Am 1.Juni geht es los: Die erste Weltausstellung auf deutschem Boden. Hannover soll nicht mehr die langweiligste Landeshauptstadt der Bundesrepublik sein. Vielmehr sollen dort Zukunftsentwürfe im Maßstab 1:1 präsentiert werden. Doch auch bürgerliche Zeitungen kratzen bereits an der schimmernden Fassade einer Weltausstellung, die für alle Probleme dieser Welt eine technische Lösung parat hat. So beschrieb die Zeit eine Familie - Mutter, Vater und zwei Kinder - die einen Tag die Expo besucht und dabei darauf achtet, dass sie nur die preisgünstigsten Angebote wahrnimmt und in einem Low-Budget-Hotel übernachtet. Am Ende ist sie allerdings einen guten Tausender los.
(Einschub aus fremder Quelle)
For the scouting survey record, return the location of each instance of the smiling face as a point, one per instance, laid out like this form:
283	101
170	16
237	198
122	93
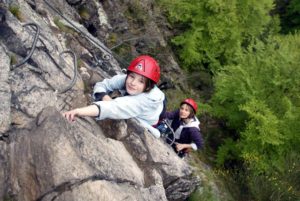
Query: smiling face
135	83
185	111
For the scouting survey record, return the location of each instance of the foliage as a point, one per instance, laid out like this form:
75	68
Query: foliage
213	33
289	12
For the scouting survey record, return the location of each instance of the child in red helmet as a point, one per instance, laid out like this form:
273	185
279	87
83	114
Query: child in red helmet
186	127
141	99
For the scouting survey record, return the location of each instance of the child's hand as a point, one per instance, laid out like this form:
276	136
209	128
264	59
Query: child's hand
70	115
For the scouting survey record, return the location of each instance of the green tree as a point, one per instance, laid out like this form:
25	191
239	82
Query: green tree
260	97
212	33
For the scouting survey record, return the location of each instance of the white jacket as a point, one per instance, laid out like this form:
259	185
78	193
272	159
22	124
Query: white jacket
145	107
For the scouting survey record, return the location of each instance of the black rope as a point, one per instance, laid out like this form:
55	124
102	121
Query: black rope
75	27
33	47
73	81
94	42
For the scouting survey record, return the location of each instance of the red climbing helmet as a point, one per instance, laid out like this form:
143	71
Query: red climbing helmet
146	66
192	103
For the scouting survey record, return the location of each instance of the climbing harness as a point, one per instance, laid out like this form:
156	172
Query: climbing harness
33	47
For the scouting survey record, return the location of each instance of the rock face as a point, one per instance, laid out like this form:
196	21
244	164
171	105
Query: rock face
42	156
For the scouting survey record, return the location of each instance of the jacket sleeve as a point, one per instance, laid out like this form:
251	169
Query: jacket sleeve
120	108
196	137
108	85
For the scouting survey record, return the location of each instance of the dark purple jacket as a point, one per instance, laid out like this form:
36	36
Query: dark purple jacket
188	134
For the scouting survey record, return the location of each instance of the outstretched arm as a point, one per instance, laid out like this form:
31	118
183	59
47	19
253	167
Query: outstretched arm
90	111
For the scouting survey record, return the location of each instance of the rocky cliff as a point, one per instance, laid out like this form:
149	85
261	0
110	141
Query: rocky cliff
51	53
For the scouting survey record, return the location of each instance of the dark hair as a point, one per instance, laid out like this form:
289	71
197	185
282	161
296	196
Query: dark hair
192	111
149	83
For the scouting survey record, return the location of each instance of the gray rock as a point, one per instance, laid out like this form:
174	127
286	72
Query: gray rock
5	92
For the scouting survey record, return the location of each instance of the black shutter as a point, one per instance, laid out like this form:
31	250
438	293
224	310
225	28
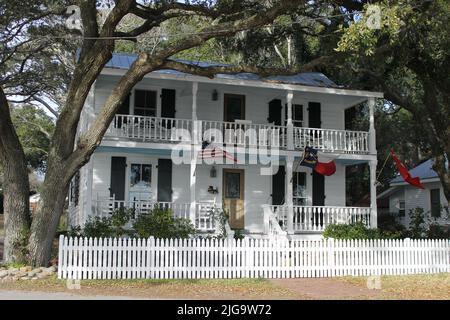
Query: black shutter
118	167
275	112
278	185
318	189
165	180
314	115
123	109
168	103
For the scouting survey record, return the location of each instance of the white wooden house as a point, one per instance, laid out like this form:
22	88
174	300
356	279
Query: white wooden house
401	197
134	166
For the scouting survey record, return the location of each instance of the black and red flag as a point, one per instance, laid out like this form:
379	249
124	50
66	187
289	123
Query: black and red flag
311	160
405	173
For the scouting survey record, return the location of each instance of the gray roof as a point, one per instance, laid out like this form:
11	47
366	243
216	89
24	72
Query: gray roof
423	171
316	79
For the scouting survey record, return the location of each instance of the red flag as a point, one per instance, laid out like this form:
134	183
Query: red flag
325	168
405	173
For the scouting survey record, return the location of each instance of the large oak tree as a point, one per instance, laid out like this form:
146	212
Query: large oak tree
97	45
Die Preispolitik der Expo und der Bahn, die Wochenendticket und Guten-Abend-Ticket für den Großraum Hannover während der Expo außer Kraft setzt, sind allerdings nur die Oberfläche eines Eisbergs, der die Ausmaße seiner wirklichen Gefährlichkeit geschickt unter der Oberfläche verbirgt.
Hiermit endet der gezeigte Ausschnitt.